夢で、また逢えたら

オペラ、バレエが大好き。2009年に人生で初めてジャニーズの嵐と出会い、V6三宅健が気になりだし、2016年春に華麗なダンスとアクロバットで魅せるSnow Manに完全陥落。Je t'aime et je t'aimerai pour toujours.
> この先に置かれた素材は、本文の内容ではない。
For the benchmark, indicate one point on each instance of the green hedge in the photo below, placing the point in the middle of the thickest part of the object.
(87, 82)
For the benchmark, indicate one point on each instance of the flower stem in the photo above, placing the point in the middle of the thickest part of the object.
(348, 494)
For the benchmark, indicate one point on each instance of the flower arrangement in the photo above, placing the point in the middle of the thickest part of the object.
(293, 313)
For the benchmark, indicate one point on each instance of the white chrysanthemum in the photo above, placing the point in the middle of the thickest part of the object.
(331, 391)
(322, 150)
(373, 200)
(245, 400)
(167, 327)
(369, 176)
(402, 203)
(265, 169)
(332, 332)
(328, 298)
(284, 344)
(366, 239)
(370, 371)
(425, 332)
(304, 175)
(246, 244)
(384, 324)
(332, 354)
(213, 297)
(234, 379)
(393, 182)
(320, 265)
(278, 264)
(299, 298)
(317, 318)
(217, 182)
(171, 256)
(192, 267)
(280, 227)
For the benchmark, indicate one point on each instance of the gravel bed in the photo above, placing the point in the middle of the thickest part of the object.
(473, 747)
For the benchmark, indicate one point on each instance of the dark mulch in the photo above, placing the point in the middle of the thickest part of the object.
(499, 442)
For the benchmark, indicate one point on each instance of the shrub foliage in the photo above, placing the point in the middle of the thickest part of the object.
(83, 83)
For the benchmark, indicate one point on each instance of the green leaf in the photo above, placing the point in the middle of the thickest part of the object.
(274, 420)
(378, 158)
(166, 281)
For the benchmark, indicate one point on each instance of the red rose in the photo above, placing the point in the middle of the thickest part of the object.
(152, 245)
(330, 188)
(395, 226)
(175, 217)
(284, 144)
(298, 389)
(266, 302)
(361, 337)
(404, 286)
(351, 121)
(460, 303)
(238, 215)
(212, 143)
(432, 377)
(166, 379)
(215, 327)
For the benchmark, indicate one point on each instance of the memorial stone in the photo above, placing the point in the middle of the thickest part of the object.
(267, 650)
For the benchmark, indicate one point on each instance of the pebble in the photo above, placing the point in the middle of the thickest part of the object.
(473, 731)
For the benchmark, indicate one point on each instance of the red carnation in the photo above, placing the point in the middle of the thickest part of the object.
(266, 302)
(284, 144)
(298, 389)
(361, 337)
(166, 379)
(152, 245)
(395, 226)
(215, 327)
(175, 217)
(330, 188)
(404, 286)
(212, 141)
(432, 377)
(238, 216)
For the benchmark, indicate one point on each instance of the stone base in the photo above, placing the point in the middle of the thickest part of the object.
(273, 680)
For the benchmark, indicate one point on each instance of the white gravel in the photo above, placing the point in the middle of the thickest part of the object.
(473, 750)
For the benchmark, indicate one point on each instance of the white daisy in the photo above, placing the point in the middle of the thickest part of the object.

「劇場に行こう ①」(2013年10月18日 金曜日)

 

おはようございます。

 

少し前の話になりますが、前々回書かせて頂いた生の舞台「椿姫」 vs 超一流歌手による中継録画「ドン・カルロ

勝敗の勝敗はもちろん生の舞台の「椿姫」。

「やはり、舞台は生で観てこそ。」という気持ちを更に強くした次第です。

 

さて、私が好きなオペラの演目のひとつに「蝶々婦人(Madame Butterfly)」という作品があります。

プッチーニ作曲のオペラですが、ご覧になったことはなくとも、「蝶々婦人」というタイトルを耳にしたことはあるのではないでしょうか?

イタリアのオペラですが、舞台は日本。「君が代」や「さくらさくら」、などが要所に盛り込まれていたり、

アメリカ国家がオペラ音楽の中で実に効果的に使用されていたり、今改めて思いましたが、何だかとてもインターナショナルです。

 

せっかくですから、あらすじを少しだけ、、、、。

 

舞台は長崎。米海軍士官のピンカートンは日本で15歳の蝶々さんと結婚しますが、やがて米国に帰ってしまいます。

当然、その後に息子が誕生しているということすら知らないままです。

彼が帰って数年、その間縁談を持ってこられようが、男が言い寄ってこようが、全てを袖にし、

ひたすら彼の帰りを待ち続ける蝶々さんの元に、ピンカートン所属の部隊の軍艦が入港するとの知らせがやってきます。

 

蝶々さんは嬉しくて嬉しくて外に飛び出し、岸壁から港を見下ろして歌います。

これが大変有名なアリア「ある晴れた日に」です。

 

“ある晴れた日、海の彼方にひとすじの煙が立上がり、やがて船が見える。

真っ白な船が港に入ると礼砲が鳴り響くの。

ごらんなさい、 あの人が来たのよ!

でも迎えには行かない、行かないの。

近くの岬へ出て そこであの人を待つわ。どんな長い時間だとしても、いつまでも待つわ。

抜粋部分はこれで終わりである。